Part Three explores how courts have misapplied arbitration law in ways that make conspiracies to arbitrate profitable and perhaps inevitable in some markets. Prior to the Supreme Court’s pro-arbitration decisions, firms had little reason to conspire to impose arbitration clauses on their customers. Relying on the false premise that Congress created a federal policy favoring arbitration, federal courts have employed seemingly neutral doctrines in ways that actively enforce conspiracies to arbitrate. For example, courts have compelled antitrust plaintiffs to arbitrate their conspiracy to arbitrate claims, which means courts are enforcing – instead of condemning – the very conspiracy that they are supposed to adjudicate. Courts have also misapplied equitable doctrines and have given retroactive effect to arbitration clauses. These judicial decisions protect both conspiracies to arbitrate and price-fixing cartels. Part Three shows how all of these opinions flow from a misreading of congressional intent regarding arbitration.
Part Four presents a case study of recent litigation involving an alleged conspiracy to arbitrate among banks that issue credit cards. Following a bench trial, the federal judge held – and the Second Circuit affirmed – that the plaintiffs failed to prove an agreement among the defendants to impose arbitration clauses. In reaching this conclusion, the court committed a litany of mistakes and ultimately failed to recognize that it did, in fact, actually find an illegal conspiracy to arbitrate. This Part explains how these errors flowed from the court’s incorrect belief that Congress intended courts to favor arbitration over litigation.

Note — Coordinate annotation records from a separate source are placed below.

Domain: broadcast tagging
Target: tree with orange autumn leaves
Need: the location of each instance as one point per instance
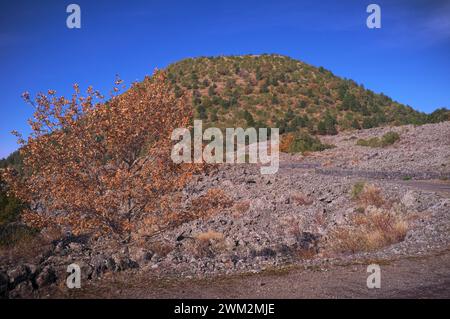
(96, 166)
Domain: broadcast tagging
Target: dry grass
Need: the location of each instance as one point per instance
(371, 196)
(368, 195)
(207, 244)
(160, 248)
(371, 230)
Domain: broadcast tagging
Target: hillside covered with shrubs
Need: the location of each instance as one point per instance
(278, 91)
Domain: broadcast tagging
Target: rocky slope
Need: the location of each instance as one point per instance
(270, 221)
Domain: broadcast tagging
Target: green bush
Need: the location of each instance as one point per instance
(304, 142)
(387, 139)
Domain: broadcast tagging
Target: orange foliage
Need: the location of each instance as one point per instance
(95, 166)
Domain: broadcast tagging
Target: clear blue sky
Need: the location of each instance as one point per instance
(407, 59)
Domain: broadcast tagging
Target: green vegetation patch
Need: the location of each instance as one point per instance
(387, 139)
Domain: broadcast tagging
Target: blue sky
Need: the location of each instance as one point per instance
(407, 59)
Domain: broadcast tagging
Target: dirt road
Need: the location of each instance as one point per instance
(419, 277)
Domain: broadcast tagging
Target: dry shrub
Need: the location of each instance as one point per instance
(371, 195)
(301, 199)
(368, 195)
(374, 229)
(160, 248)
(240, 208)
(207, 244)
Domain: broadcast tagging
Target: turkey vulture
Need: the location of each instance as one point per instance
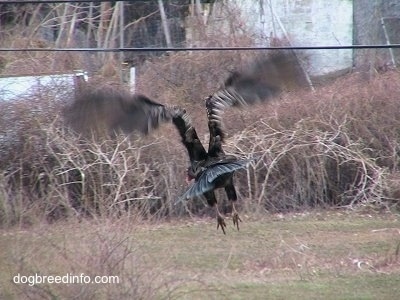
(212, 169)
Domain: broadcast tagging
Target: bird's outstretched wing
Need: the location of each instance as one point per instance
(205, 182)
(107, 110)
(257, 82)
(189, 137)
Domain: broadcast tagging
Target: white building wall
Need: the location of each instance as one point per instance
(303, 23)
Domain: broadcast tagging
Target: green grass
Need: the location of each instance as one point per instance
(330, 255)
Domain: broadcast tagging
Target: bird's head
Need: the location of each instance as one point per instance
(193, 171)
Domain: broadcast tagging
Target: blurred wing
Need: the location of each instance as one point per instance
(205, 182)
(107, 110)
(257, 82)
(189, 137)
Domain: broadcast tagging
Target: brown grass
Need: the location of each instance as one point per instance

Part Five proposes changes to how courts evaluate conspiracy-to-arbitrate claims. Federal courts are essentially complicit in antitrust violations when they compel compliance with arbitration clauses that are the product of alleged conspiracies. The Supreme Court’s rush to encourage and enforce arbitration clauses should not blind lower courts to the possibility that conspiracies to arbitrate are preventing the free market from operating properly to protect consumer interests.